Mit der Digitalisierung sind ganz neue Qualifikationen für die Bankführung gefragt. Ein in Zukunft entscheidendes Stellenprofil ist in der Branche aber selten zu finden – und noch schwieriger zu besetzen.

Die Erkenntnis, dass die Digitalisierung nicht nur nach neuen Technologien verlangt, sondern auch nach frischen Talenten, dringt bei den Schweizer Banken allmählich durch. Inzwischen liefert sich die Branche ein regelrechtes Wettrüsten um Manager und Verwaltungsräte mit IT-Expertise.

Davon sind selbst kleine Regionalinstitute nicht ausgenommen. So vermeldete die Banque Cantonale du Jura am Dienstag, einen Informatikspezialisten in ihr Aufsichtsgremium zuwählen zu wollen.

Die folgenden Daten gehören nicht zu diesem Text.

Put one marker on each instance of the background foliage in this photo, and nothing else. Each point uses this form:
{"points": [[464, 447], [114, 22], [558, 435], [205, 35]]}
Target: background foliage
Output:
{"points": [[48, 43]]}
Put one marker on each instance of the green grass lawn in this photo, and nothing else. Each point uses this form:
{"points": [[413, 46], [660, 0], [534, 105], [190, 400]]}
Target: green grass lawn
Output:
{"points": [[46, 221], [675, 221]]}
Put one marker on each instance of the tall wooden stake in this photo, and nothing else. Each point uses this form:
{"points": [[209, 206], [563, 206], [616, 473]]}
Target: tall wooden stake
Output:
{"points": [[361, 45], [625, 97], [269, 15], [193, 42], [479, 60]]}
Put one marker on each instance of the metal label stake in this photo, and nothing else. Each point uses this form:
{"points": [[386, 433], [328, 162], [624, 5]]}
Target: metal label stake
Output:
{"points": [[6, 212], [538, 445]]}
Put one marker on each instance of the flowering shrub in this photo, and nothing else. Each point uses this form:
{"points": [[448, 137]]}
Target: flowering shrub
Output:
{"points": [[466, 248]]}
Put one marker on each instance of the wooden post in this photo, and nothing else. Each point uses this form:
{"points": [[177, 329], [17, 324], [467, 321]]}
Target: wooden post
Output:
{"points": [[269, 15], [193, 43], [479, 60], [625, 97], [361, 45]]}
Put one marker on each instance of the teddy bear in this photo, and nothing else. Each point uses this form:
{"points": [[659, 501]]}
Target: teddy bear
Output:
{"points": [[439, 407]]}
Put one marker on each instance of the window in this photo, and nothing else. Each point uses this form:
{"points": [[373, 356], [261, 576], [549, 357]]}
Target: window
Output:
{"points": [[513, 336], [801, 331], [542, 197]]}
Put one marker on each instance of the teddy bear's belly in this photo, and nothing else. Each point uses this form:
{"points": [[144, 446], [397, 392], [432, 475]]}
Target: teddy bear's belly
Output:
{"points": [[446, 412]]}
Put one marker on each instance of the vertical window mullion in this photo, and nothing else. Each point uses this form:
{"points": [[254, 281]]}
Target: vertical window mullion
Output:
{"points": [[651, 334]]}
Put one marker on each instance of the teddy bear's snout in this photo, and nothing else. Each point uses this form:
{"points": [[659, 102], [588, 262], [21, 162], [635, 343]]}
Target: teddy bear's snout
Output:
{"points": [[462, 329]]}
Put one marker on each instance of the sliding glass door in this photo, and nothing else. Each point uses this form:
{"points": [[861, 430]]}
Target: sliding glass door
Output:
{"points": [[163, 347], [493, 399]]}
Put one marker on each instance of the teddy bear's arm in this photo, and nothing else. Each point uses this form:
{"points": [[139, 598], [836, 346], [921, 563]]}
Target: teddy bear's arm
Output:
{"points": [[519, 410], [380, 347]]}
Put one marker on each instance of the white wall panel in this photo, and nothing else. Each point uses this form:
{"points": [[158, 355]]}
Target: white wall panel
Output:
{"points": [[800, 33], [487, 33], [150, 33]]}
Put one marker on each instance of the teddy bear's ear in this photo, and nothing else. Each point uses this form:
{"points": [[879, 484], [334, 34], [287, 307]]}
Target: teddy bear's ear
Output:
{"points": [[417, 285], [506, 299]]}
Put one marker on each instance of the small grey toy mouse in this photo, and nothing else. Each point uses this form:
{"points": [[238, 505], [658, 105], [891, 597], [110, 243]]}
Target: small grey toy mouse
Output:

Entsprechend sind im Swiss Banking die Rollen eines Chief Technology Officer oder des Chief Digitization Officer geläufig. Nur die allerwenigsten Geldhäuser beschäftigen jedoch einen Chief Data Officer – oder haben von dessen Stellenprofil überhaupt schon einmal gehört.

Nur wenig Bewusstsein bei Privatbanken

Das ist ein Manko, findet Christophe Touton. Der Prinzipal bei der Beratungs- und Headhunter-Firma Heidrick & Struggles in Zürich steht insbesondere Privatbanken bei der Digitalisierung zur Seite, und findet dort wenig Bewusstsein bezüglich der Möglichkeiten von Big Data vor, wie er gegenüber finews.ch ausführte.

Das könnte sich rächen, findet nicht nur Touton. Unlängst warnte etwa Alexander Friedman, der Chef des Schweizer Fondshauses GAM, vor der Gefahr aus dem Datenlager. Wenn sich Vermögensverwalter dem Trend verschlössen, würden sie zu Hunden, sagt Friedman, «und die Big-Data-Firmen die neuen Herrchen».

Allein, mit dem Erkennen des Big-Data-Bedarfs ist es nicht getan. Vielmehr wird es von da an erst richtig knifflig, gibt Headhunter Touton zu bedenken.

Rekrutierung in Fernost

«Entsprechende Talente sind schwer zu finden, selbst für spezialisierte Headhunter», sagt er. Denn Big-Data-Experten seien oft jung und arbeiteten für wenig bekannte Startups oder für digitale Unternehmen. Viele Experten sind in Asien zu finden und weniger in Europa.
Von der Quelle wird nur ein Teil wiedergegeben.